I have a query involving two tables: table A
has lots of rows, and contains a field called b_id
, which references a record from table B
, which has about 30 different rows. Table A
has an index on b_id
, and table B
has an index on the column name
.
My query looks something like this:
SELECT COUNT(A.id) FROM A INNER JOIN B ON B.id = A.b_id WHERE (B.name != 'dummy') AND <condition>;
With condition
being some random condition on table A
(I have lots of those, all exhibiting the same behavior).
This query is extremely slow (taking north of 2 seconds), and using explain, shows that query optimizer starts with table B
, coming up with about 29 rows, and then scans table A
. Doing a STRAIGHT_JOIN
, turned the order around and the query ran instantaneously.

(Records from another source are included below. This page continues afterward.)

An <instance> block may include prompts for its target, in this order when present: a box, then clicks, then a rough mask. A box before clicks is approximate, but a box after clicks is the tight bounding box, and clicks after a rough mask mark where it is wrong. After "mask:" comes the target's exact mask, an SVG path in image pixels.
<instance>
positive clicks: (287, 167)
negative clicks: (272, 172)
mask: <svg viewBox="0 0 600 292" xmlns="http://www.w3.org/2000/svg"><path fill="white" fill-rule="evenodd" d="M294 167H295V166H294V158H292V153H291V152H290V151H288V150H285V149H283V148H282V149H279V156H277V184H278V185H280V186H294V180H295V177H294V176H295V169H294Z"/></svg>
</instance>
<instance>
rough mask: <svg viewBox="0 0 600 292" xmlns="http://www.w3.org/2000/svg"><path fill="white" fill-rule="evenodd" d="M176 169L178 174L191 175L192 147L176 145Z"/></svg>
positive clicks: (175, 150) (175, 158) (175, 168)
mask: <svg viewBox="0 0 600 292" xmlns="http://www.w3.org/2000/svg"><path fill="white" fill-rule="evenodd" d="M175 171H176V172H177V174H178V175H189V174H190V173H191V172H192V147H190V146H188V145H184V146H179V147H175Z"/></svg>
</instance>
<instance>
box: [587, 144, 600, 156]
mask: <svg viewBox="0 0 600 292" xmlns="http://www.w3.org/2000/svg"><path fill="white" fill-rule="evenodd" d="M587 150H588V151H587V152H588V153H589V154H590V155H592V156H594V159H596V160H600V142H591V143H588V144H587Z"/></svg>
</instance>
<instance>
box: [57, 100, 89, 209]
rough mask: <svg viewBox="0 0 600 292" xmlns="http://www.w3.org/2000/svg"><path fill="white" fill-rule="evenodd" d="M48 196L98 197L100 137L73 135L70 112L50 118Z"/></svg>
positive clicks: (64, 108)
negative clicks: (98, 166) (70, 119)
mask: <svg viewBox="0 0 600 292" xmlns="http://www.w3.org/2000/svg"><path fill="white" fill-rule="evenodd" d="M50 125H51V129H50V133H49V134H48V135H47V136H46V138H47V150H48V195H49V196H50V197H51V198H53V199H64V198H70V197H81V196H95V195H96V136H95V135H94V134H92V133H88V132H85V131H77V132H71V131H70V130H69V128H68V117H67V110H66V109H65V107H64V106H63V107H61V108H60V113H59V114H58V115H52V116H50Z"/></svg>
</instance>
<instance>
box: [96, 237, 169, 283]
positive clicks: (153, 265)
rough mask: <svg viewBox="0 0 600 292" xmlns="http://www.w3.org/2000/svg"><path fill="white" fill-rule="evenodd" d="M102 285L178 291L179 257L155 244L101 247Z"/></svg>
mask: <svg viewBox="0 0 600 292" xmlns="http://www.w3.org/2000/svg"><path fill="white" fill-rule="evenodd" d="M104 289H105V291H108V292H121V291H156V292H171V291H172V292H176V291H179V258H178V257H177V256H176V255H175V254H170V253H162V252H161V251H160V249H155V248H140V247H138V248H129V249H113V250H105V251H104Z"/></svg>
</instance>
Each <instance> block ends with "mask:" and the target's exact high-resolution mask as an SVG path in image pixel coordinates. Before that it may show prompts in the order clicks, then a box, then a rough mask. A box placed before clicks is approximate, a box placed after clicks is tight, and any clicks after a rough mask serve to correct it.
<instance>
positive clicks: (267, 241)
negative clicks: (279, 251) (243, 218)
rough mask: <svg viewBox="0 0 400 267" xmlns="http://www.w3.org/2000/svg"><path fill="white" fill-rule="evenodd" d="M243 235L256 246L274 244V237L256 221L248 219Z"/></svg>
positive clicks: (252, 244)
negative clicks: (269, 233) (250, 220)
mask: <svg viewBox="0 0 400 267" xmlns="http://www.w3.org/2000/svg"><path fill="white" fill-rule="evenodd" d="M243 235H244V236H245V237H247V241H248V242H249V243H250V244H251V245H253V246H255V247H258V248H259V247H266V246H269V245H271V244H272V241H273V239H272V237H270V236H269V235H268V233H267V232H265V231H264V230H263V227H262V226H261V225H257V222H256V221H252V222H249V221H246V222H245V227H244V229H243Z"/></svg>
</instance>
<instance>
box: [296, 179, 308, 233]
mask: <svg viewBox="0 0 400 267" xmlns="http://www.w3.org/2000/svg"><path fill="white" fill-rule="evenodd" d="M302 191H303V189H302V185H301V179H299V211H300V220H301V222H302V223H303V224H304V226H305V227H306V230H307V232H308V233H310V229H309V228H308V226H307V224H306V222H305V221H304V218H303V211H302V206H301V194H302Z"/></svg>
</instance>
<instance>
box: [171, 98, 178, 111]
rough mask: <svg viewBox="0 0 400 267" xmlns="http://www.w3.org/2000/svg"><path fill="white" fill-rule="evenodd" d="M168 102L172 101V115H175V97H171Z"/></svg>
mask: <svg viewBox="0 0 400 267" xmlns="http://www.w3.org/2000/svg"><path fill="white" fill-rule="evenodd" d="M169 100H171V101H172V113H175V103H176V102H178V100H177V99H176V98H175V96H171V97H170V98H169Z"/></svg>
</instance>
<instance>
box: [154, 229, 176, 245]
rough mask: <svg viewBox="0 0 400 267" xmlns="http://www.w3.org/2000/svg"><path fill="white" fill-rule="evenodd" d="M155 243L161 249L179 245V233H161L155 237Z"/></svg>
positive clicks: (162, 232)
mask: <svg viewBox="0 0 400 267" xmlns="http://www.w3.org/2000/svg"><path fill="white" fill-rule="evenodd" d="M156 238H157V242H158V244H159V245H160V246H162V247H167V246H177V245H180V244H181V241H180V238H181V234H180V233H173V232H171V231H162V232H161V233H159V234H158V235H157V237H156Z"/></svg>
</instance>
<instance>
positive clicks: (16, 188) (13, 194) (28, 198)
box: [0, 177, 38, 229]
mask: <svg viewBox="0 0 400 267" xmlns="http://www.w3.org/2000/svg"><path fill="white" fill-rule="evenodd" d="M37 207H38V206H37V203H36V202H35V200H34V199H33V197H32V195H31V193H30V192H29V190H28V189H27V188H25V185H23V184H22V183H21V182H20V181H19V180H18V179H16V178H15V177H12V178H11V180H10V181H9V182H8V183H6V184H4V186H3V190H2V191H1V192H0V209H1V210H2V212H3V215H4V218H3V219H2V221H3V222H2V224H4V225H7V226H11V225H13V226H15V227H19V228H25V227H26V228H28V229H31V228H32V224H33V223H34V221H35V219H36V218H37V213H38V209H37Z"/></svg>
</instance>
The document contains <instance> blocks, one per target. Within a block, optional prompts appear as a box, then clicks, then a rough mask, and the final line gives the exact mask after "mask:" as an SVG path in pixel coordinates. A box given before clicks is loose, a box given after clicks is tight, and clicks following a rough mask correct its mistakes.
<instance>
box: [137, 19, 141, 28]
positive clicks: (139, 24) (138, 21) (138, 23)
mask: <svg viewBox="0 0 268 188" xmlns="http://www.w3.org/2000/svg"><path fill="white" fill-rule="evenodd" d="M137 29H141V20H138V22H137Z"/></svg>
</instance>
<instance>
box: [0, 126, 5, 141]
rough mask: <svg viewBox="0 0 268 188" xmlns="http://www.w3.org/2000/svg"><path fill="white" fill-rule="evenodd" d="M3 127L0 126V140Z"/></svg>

I'm not a fan of black magic, so I decided to try something else: come up with the id for the record in B
that has the name dummy
, let's say 23, and then simplify the query to:
SELECT COUNT(A.id) FROM A WHERE (b_id != 23) AND <condition>;
To my surprise, this query was actually slower than the straight join, taking north of a second.
Any ideas on why the join would be faster than the simplified query?
UPDATE: following a request in the comments, the outputs from explain:
Straight join:
+----+-------------+-------+--------+-----------------+---------+---------+---------------+--------+-------------+
| id | select_type | table | type | possible_keys | key | key_len | ref | rows | Extra |
+----+-------------+-------+--------+-----------------+---------+---------+---------------+--------+-------------+
| 1 | SIMPLE | A | ALL | b_id | NULL | NULL | NULL | 200707 | Using where |
| 1 | SIMPLE | B | eq_ref | PRIMARY,id_name | PRIMARY | 4 | schema.A.b_id | 1 | Using where |
+----+-------------+-------+--------+-----------------+---------+---------+---------------+--------+-------------+
No join:
+----+-------------+-------+------+---------------+------+---------+------+--------+-------------+
| id | select_type | table | type | possible_keys | key | key_len | ref | rows | Extra |
+----+-------------+-------+------+---------------+------+---------+------+--------+-------------+
| 1 | SIMPLE | A | ALL | b_id | NULL | NULL | NULL | 200707 | Using where |
+----+-------------+-------+------+---------------+------+---------+------+--------+-------------+
UPDATE 2: Tried another variant:
SELECT COUNT(A.id) FROM A WHERE b_id IN (<all the ids except for 23>) AND <condition>;
This runs faster than the no join, but still slower than the join, so it seems that the inequality operation is responsible for part of the performance hit, but not all.